A sua cena mais bonita é também a mais erótica do filme. Como foi a construção dessa cena tão física? Ela era muito marcada ou havia apenas uma intenção que ganhou corpo no processo?
Primeiro, rolou um trabalho pessoal. No sentido de entender o afeto com o carro. Nisso vinham lembranças infantis, como gostar do calor do carro ou a memória afetiva de alguém querido da família chegando num carro. Então, parti dessa sensualidade do calor e do cheiro do automóvel. Tivemos uma preparadora de elenco, a Raissa Gregori, que fez um trabalho com todo mundo, mas também alguns individualizados. Ela lida muito com o corpo. Ali fazíamos improvisações, se não me engano havia música. Eles trouxeram um carro para ensaiarmos em Caruaru. Não era o Carro Rei, pois ele é um bichinho muito frágil (risos). O Carro Rei é uma obra de arte, então não era possível ensaiar com ele. Em algum momento, Renata chegou para assistir aos ensaios. Lembro que obviamente todo esse processo é muito mais longo do que aparece no filme. Tudo era bem mais demorado. Filmamos essa cena no fim do processo, era meu último ou penúltimo dia de filmagem. Era uma noite quente de fevereiro, num lugar maravilhoso. Foi uma experiência incrível. Me lembro que eles pediram para acelerar.

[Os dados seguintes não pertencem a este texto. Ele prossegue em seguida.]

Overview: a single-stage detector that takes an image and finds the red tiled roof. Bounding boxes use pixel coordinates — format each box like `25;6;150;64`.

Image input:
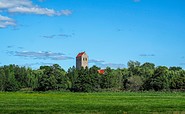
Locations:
76;52;85;58
98;69;105;74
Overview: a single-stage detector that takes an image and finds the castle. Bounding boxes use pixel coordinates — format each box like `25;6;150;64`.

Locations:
76;52;88;69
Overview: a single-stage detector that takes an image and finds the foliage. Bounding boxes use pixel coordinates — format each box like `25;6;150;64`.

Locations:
0;61;185;92
35;64;67;91
125;75;143;91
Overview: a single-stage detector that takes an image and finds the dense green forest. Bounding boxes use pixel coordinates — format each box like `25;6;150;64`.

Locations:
0;61;185;92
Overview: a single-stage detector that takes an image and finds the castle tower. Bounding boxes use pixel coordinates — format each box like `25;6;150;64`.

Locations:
76;52;88;69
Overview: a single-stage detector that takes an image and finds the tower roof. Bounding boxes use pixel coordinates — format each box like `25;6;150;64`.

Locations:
76;52;85;58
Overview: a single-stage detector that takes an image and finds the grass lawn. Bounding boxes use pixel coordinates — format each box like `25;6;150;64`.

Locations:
0;91;185;114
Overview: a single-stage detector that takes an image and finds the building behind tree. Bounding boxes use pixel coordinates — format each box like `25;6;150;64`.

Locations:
76;52;88;69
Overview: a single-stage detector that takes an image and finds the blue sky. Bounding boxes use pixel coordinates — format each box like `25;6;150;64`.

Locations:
1;0;185;70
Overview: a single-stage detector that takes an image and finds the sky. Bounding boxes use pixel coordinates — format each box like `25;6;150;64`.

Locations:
0;0;185;70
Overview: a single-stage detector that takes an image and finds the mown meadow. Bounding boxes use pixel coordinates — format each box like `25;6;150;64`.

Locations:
0;92;185;114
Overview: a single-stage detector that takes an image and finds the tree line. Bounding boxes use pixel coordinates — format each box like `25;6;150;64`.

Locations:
0;61;185;92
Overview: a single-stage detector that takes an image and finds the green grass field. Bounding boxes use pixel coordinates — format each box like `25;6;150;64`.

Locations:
0;92;185;114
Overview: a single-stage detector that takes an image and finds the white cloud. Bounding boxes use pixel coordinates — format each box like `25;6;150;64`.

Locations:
0;15;16;28
0;0;32;9
8;7;57;16
0;0;72;16
0;15;13;21
0;0;72;28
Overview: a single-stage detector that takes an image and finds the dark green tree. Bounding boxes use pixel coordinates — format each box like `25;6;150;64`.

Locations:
0;69;6;91
73;67;88;92
3;65;20;91
144;66;169;91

Não queriam cortar muito e a cena não poderia ter 10 minutos. Foi um sexo rápido (risos).

E tem o jogo com a própria câmera…
Sim, muitas coisas fui descobrindo com o passar dos takes e com esse jogo com a câmera. A câmera é mais um personagem no momento da filmagem. É mais uma máquina. As pessoas falam “é muito doido isso de contracenar com uma máquina”. No cinema a gente contracena o tempo todo com uma máquina que amamos.

E como foi a contracena com o Matheus Nachtergaele? Nas vezes em que o entrevistei, ele sempre foi gentil, afetuoso e generoso. No jogo de cena ele também é assim?
Nos conhecemos anteriormente, e de maneira breve, por conta do Teatro Oficina. O Matheus é muito fã do Oficina e conhece algumas pessoas de lá. Uma vez o encontrei por acaso em Tiradentes. Mas, nunca tínhamos passado tanto tempo juntes. O bom desse processo é que chegamos antes e tivemos um tempo de ensaio com todo mundo. E isso ajudou. Imagino que seja difícil encontrar um parceiro de cena apenas na hora da filmagem. O Matheus é exatamente do modo como você descreveu. Uma pessoa extremamente paciente e carinhosa. Fiquei admirade. Toda hora ele era parado por alguém em Caruaru. E sempre teve paciência para emitir uma palavra doce, para tirar fotos. É incrível com todo mundo do time. Antes do nosso primeiro dia e filmagem, me deu um frio na barriga (risos). Afinal de contas, contracenaria com alguém de larga experiência no cinema. Mas foi lindo. Nossos personagens têm algo parecido: são solitários, vivem num mundo próprio e são muito físicos. Então, havia um traço erótico entre eles.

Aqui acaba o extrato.